BTW, if you're wondering if the question was serious or funny, let me explain something to you about southern humor. We're understated. Understated sometimes to the point of being opposite! In fact, let me give you an example which may help demonstrate the subtleties of southern humor. When I lived in Toluca Lake, CA, I ran 6 miles about every morning. My route was nice because I could pass by Bob Hope's house, run past tons of other' actor's mansions and circle around Warner Brother's studios before turning towards home. One morning, I was running along and saw a tall man walking his dogs and wearing a baseball cap and sunglasses. As this was 6 am in the morning, I knew this man was likely some star in "disguise" to keep photographers away. It didn't matter to be because 1) I wasn't wearing my glasses and he was generally fuzzy anyway, and 2) I'm awful at identiying stars. I just can't do it.

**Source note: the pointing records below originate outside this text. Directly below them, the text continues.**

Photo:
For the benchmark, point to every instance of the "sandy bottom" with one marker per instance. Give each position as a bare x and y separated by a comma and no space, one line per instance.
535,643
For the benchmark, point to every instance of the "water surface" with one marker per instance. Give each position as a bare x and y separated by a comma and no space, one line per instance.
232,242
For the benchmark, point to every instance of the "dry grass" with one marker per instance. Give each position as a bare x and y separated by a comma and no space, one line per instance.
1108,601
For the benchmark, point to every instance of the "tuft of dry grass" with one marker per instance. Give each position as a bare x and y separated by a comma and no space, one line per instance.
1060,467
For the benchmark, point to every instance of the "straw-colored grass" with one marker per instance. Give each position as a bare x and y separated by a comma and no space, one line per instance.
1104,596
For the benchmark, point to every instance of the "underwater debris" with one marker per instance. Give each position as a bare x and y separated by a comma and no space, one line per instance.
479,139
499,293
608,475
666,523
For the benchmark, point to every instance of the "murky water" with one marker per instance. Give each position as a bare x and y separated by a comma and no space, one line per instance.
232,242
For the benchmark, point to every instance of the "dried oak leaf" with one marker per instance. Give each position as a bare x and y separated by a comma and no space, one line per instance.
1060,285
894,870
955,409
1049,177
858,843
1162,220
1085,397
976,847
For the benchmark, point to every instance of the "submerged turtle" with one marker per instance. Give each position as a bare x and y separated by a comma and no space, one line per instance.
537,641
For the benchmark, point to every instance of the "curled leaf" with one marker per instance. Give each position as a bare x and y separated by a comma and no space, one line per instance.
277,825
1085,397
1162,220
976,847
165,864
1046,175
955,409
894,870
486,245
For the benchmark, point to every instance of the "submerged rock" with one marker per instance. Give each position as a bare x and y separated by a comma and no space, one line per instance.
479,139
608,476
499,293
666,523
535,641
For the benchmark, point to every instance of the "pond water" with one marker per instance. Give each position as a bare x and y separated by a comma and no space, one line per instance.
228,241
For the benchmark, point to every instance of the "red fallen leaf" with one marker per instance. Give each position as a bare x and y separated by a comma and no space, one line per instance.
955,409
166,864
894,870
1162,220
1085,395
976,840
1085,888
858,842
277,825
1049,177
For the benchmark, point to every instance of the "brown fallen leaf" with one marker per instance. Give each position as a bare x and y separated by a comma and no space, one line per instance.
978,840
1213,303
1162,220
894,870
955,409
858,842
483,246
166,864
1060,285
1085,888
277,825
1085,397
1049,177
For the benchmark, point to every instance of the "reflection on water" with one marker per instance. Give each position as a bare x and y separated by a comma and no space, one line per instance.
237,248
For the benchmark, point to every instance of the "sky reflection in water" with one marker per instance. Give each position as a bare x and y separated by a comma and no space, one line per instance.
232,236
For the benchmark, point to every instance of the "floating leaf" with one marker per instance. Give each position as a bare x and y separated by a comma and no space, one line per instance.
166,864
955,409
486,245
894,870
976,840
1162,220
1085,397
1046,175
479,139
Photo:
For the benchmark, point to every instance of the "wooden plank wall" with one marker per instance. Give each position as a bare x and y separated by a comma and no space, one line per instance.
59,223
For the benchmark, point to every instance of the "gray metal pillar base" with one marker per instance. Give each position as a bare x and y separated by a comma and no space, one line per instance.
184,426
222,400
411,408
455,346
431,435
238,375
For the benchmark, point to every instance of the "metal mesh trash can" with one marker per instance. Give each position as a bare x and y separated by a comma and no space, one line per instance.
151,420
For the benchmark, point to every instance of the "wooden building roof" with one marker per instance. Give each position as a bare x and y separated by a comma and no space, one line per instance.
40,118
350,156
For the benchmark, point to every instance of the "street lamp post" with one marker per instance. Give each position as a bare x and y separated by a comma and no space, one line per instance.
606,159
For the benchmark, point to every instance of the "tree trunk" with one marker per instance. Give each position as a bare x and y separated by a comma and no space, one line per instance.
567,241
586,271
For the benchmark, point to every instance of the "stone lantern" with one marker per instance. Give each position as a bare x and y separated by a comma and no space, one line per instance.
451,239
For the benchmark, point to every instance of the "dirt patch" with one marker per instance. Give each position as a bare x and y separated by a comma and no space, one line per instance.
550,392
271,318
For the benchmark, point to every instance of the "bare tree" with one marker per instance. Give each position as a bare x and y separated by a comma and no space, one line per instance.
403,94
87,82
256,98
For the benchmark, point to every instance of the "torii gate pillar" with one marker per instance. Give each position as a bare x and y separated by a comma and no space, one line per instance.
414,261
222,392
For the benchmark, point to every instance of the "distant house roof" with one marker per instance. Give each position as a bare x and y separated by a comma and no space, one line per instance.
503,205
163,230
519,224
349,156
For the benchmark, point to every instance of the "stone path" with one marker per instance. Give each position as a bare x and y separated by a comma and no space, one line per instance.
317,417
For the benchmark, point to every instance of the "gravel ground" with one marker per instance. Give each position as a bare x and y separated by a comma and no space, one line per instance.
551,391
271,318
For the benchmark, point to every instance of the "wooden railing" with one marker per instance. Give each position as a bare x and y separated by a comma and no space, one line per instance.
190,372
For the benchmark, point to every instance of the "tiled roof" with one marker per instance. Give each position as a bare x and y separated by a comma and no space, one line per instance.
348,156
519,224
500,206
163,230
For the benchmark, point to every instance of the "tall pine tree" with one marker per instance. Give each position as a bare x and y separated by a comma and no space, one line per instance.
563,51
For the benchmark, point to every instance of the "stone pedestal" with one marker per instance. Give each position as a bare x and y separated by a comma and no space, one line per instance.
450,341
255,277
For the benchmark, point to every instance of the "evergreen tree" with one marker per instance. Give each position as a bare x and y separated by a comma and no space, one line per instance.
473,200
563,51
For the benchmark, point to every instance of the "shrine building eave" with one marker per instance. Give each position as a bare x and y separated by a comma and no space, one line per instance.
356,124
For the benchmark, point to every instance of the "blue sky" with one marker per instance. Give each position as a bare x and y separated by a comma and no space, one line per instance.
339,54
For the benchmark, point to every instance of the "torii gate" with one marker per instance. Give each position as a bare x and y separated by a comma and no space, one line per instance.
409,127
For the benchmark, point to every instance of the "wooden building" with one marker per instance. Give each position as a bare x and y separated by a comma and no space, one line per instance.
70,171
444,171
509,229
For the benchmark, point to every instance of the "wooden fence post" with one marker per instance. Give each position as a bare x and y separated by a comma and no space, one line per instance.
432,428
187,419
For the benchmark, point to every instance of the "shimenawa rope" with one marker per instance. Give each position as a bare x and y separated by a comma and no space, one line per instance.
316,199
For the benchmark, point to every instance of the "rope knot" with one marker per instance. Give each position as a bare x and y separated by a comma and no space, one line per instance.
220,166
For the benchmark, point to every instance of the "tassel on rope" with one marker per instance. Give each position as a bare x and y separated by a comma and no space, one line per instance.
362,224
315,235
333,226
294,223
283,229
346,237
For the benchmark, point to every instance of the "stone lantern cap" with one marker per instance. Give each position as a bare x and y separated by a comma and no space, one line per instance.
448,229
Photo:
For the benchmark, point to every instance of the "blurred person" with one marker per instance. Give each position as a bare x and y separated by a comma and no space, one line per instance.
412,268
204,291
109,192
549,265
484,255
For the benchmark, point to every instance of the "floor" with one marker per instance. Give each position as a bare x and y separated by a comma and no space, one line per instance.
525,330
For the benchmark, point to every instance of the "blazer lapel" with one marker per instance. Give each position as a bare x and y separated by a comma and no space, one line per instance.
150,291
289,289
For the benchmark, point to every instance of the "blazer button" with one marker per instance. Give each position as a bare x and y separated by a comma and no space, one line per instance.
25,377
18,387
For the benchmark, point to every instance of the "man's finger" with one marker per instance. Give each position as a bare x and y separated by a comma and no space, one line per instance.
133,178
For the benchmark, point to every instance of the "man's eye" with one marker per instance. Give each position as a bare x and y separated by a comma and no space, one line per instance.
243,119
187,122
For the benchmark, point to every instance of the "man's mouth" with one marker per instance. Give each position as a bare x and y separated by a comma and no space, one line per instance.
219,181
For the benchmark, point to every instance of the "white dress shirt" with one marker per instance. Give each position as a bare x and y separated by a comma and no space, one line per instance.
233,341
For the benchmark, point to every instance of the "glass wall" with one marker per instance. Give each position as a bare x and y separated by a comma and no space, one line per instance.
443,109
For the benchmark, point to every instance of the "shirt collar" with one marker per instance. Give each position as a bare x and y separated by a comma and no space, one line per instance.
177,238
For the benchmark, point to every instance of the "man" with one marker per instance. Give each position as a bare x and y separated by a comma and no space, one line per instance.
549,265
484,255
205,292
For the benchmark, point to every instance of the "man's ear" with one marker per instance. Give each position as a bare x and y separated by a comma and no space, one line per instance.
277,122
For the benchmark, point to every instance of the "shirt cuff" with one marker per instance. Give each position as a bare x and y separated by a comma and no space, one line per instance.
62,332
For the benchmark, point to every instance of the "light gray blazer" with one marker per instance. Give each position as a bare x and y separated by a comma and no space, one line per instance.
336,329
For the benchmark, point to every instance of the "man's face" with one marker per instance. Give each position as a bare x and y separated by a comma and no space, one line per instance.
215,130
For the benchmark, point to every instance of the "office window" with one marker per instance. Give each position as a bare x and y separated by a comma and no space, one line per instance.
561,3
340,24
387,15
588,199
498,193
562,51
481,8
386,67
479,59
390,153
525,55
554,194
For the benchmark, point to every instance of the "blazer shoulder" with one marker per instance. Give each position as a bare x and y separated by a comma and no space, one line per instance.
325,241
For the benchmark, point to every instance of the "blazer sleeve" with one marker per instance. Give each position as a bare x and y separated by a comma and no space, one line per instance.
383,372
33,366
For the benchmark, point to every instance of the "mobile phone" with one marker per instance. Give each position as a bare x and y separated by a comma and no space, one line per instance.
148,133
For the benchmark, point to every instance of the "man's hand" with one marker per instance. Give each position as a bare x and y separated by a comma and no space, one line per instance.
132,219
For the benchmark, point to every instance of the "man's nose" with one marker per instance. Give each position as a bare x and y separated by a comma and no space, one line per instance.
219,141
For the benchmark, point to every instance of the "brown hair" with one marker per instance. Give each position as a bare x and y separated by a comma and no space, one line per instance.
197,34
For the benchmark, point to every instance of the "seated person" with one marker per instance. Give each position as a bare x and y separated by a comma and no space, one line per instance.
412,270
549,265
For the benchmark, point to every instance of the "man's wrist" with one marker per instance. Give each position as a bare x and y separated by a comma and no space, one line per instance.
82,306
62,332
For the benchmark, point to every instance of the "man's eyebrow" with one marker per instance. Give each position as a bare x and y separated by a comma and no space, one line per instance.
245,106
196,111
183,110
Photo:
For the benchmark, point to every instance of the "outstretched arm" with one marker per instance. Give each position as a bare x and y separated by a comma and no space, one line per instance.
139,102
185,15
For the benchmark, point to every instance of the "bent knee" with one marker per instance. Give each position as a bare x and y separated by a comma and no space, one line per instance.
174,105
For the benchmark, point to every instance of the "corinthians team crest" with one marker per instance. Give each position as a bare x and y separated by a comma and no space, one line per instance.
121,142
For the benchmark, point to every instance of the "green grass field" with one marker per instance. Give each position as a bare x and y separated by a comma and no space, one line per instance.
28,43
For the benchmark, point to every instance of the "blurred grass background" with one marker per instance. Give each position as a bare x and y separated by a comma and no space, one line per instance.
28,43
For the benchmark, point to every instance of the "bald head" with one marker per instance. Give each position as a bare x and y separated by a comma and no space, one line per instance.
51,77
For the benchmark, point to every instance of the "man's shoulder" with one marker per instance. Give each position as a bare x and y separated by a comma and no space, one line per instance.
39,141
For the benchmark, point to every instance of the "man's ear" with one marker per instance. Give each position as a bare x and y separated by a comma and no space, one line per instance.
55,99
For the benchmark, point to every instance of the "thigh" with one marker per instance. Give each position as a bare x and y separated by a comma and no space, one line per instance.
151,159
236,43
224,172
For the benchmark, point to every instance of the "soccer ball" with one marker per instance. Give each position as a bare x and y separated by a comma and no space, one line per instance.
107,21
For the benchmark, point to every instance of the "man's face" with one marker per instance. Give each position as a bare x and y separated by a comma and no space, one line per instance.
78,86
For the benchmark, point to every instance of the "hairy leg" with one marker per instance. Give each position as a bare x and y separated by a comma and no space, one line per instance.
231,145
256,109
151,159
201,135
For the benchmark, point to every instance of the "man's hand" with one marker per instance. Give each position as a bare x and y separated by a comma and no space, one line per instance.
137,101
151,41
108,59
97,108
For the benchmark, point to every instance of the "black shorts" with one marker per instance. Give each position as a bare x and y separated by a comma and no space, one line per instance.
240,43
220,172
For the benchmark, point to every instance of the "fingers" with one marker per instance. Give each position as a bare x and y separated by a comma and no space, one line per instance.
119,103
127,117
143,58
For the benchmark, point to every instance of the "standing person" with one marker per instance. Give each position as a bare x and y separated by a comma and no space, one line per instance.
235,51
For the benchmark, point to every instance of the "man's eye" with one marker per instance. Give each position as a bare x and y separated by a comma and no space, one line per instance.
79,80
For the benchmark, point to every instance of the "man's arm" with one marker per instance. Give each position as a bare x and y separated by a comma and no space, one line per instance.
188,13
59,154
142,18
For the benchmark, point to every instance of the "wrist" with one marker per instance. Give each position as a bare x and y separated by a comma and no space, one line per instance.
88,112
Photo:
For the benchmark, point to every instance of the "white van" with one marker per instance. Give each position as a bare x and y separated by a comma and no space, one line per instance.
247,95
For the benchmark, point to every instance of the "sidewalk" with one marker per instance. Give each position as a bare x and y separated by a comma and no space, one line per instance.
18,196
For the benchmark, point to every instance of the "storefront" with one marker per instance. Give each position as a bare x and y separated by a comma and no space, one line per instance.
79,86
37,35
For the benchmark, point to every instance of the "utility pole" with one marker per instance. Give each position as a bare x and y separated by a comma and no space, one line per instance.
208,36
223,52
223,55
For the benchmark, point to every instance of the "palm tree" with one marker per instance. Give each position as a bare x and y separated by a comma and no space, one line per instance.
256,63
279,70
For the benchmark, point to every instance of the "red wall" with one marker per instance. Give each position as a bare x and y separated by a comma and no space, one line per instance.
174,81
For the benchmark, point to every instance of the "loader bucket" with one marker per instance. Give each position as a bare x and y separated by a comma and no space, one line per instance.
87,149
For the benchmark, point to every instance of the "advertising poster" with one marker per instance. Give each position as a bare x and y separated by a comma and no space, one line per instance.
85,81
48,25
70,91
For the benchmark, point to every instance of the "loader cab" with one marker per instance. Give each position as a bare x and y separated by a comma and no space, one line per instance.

So I'm jogging along, and I'm about to pass him, and he's looking a little nervous about how I will respond. I give him the same "Morning!" greeting that I call out to everyone on my runs and keep going. However, I did think to myself as I trotted past: "That man is NOT ugly." I saw him off and on for several weeks, using the same "Morning!" greeting when I met him. Once I passed him and I saw him smile and I thought I read on his face "She has no idea who I am." And he was right. It was not until months later that I figured that this man was actually Andy Garcia. Whom I would like to point out that truly, he is not ugly. So, subtleties of southern humor, get it??
Anywho, the rest of the week was just as crazy as the first of the week with the exception of no more relatives entering and leaving the hospital. Yesterday, Dave and I worked out booties off around the house again. I finished putting in the spring garden. Dave planted the day lillies. I weeded the front beds. I finally finished reorganizing the closets from the moves. We bought quarts of paint for the other rooms we're painting, and headed to Hope Depot for some pine needles for the new plant beds. Best of all: Dave put up our new front porch swing....which is waaaaay cool! It doesn't seem like much, but I was exhausted. After dinner, I thought i'd lie down for a few minutes and rest up for the evening. Two hours later, Dave's encouraging me to put on my pjs. I ended up sleeping 10 hours last night and could have slept 1-2 more. I think it was a very rough and tiring week. And next week doesn't promise to be much better.
Off to work on reports, papers, test and lectures. Fun Sunday, eh???